Calculate the following ratios (Please show the formula & your calculations). Current ratio Quick ratio Receivable...
Calculate the following ratios (Please show the formula & your calculations). Current ratio Quick ratio Receivable turnover Days' sales uncollected Interest coverage ratio Profit margin Price/earnings (P/E) ratio Balance Sheet December 31, 20X7 & 20X6 Assets 20X7 20X6 Cash $ 15,000   17,000 Marketable securities 10,000 10,000 Accounts receivable (net) 20,000 22,000 Inventory 30,000 27,000 Prepaid expenses 8,000 9,000 Property, plant, and equipment 117,000 117,000 Total assets $200,000 202,000 Liabilities and Stockholders' Equity Current liabilities $ 30,000 27,000 Long-term liabilities 61,000...

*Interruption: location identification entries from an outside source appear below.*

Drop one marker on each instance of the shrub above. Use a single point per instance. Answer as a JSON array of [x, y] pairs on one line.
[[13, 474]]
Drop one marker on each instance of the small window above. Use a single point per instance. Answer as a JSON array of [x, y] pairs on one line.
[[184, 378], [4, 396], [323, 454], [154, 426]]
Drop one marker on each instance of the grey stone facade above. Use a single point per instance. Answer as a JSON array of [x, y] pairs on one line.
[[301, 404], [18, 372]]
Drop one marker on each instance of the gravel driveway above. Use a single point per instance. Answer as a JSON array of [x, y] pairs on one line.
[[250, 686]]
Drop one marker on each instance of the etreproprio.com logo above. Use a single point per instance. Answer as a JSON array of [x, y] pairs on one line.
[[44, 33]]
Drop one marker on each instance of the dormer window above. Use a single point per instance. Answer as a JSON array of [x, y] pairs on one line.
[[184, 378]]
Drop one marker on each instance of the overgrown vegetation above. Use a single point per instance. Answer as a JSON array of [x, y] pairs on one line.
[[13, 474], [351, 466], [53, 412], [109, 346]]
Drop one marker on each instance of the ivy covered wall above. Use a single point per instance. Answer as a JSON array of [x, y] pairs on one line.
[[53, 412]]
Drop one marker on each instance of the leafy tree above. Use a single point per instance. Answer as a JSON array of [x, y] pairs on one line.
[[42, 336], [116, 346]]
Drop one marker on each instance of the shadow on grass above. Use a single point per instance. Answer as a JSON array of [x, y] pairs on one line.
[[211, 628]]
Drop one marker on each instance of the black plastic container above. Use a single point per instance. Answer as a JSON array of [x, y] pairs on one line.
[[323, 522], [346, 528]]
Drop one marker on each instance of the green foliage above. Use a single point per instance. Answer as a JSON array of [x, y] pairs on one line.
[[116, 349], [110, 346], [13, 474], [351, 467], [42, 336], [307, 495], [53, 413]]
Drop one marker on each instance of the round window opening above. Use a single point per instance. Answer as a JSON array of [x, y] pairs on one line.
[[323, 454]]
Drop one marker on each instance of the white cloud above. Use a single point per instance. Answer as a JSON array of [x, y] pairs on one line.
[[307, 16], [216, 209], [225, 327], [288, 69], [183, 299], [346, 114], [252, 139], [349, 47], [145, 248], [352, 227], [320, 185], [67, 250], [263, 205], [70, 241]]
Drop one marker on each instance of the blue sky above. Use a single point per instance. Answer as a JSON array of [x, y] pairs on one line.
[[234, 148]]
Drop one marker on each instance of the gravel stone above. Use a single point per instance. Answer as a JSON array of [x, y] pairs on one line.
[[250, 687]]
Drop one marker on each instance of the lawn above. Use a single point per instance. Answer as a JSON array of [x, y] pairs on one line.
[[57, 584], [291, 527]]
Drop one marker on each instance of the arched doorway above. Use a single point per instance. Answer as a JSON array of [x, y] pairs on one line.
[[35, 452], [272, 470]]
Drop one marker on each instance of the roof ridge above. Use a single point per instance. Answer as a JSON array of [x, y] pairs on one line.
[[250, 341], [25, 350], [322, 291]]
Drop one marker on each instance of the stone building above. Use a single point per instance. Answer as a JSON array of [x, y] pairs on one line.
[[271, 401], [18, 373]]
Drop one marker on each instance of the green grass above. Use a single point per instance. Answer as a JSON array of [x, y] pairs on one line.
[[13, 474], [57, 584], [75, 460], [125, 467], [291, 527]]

Compute Financial ratios Current Ratio, Quick Ratio, Reeivables turnover, Inventory turnover, Profit margin, Asset turnover, Return...
Compute Financial ratios Current Ratio, Quick Ratio, Reeivables turnover, Inventory turnover, Profit margin, Asset turnover, Return on assets, Return on equity, Earnings per Share, Price-earnings, Cash Dicidend payot, Debt Ratio, Debt-to-Equity, and Times Interest earned Orange Company Income Statement For the Years Ended December 31 2013 2012 Net sales (all on account) $            600,000 $                520,000 Expenses: Cost of Goods Sold $            415,000 $                354,000 Selling and administrative $            120,800 $                114,600 Interest Expense $                7,800 $                    6,000 Income Tax...

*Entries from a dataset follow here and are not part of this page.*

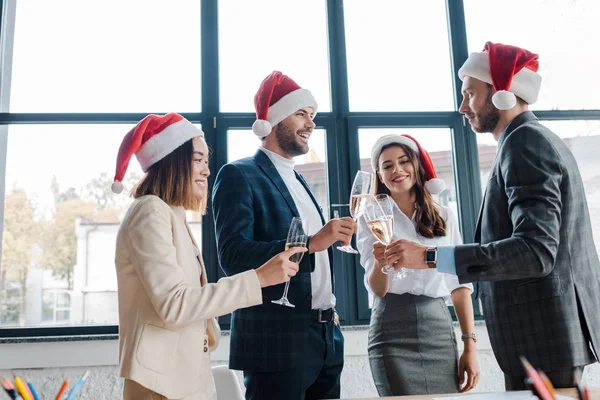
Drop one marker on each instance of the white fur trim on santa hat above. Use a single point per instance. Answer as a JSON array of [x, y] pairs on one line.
[[525, 84], [163, 143], [261, 128], [286, 106], [386, 140], [504, 100], [435, 186], [116, 187]]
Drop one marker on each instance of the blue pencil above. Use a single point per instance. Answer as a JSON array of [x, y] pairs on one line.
[[33, 392], [73, 393]]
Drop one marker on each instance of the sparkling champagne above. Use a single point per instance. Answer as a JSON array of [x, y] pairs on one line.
[[357, 204], [298, 256], [383, 229]]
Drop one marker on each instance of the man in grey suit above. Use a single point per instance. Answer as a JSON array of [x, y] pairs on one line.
[[534, 254]]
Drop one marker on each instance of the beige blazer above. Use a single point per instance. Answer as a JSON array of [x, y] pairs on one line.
[[166, 309]]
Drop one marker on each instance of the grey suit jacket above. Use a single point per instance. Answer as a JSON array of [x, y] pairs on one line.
[[535, 255]]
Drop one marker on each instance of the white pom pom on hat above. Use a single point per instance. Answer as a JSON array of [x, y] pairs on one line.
[[433, 185], [511, 70], [151, 140]]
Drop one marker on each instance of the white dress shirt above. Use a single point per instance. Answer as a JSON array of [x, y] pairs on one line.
[[426, 282], [180, 211], [320, 278]]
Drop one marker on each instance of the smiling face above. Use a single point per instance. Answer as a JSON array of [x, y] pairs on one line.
[[396, 169], [200, 171], [292, 134], [477, 105]]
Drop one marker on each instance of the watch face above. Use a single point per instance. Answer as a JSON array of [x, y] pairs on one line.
[[430, 254]]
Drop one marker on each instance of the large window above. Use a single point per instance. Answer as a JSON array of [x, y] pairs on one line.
[[76, 76], [257, 37], [60, 224], [583, 139], [105, 56], [398, 56], [560, 31]]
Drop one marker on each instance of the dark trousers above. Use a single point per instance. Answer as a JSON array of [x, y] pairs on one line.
[[562, 378], [315, 376]]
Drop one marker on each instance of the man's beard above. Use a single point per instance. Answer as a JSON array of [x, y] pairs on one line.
[[487, 118], [289, 142]]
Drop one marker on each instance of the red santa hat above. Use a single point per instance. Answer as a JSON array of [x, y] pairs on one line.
[[433, 184], [151, 140], [509, 69], [277, 98]]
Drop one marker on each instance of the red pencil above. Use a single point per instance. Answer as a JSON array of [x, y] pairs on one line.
[[61, 391]]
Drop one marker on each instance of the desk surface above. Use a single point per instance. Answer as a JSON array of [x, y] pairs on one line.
[[594, 394]]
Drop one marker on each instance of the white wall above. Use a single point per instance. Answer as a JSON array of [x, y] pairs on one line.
[[47, 364]]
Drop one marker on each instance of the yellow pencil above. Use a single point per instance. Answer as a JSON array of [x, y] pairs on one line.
[[24, 393]]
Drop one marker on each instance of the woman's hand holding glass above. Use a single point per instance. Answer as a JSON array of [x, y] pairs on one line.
[[280, 268], [359, 194], [297, 238], [379, 214]]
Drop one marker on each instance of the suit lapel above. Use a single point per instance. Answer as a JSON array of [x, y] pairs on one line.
[[269, 169], [312, 197]]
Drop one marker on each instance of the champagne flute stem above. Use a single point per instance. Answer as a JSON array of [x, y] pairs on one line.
[[287, 287]]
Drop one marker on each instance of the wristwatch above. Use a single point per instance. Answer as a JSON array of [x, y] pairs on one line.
[[469, 336], [431, 257]]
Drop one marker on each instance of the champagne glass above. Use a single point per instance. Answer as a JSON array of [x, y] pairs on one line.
[[361, 187], [297, 237], [379, 213]]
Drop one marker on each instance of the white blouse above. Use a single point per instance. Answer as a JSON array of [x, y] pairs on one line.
[[426, 282]]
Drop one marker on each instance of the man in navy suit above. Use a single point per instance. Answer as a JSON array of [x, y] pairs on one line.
[[285, 353]]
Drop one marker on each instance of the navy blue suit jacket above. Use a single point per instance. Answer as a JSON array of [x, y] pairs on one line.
[[253, 209]]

Explain the major financial ratios and financial cycles, debt ratio, debt to equity ratio, return on...
Explain the major financial ratios and financial cycles, debt ratio, debt to equity ratio, return on assets, return on equity, current ratio, quick ratio, inventory turnover, days in inventory, accounts receivable turnover, accounts receivable cycle in days, accounts payable turnover, accounts payable cycle in days, earnings per share (EPS), price to earnings ratio (P/E), and cash conversion cycle (CCC) and state the significance of each for financial management. Include examples based on a hypothetical balance sheet and income statement.
Explain the major financial ratios and financial cycles, debt ratio, debt to equity ratio, return on...
Explain the major financial ratios and financial cycles, debt ratio, debt to equity ratio, return on assets, return on equity, current ratio, quick ratio, inventory turnover, days in inventory, accounts receivable turnover, accounts receivable cycle in days, accounts payable turnover, accounts payable cycle in days, earnings per share (EPS), price to earnings ratio (P/E), and cash conversion cycle (CCC) and state the significance of each for financial management. Include examples based on a hypothetical balance sheet and income statement. Can...
Financial Sataements What are the classifications of ratios (List them and explain what information they provide)
Financial Sataements What are the classifications of ratios (List them and explain what information they provide)
Which of the following is NOT TRUE of the quick ratio? A firm's quick ratio can...
Which of the following is NOT TRUE of the quick ratio? A firm's quick ratio can better be understood when compared to an industry competitor or a best in class Inventory is subtracted from current assets because it may not be as liquid as other assets Higher quick ratios are preferred to lower quick ratios It is best used in conjunction with other ratios when assessing a supplier's financial health It is the ratio of a supplier's on-time delivery compared...
Calculate the value of inventory given the following information: current ratio = 2.20; quick ratio =...
Calculate the value of inventory given the following information: current ratio = 2.20; quick ratio = 1.80; current assets = $275. a. 50 b. 60 c. 80 d. 70 e. 40
Below are some financial ratios of a firm: Current ratio: 1.33 Acid Test ratio: 0.79 Inventory...
Below are some financial ratios of a firm: Current ratio: 1.33 Acid Test ratio: 0.79 Inventory Turnover Ratio: 6.91 Provide a brief interpretation of this information.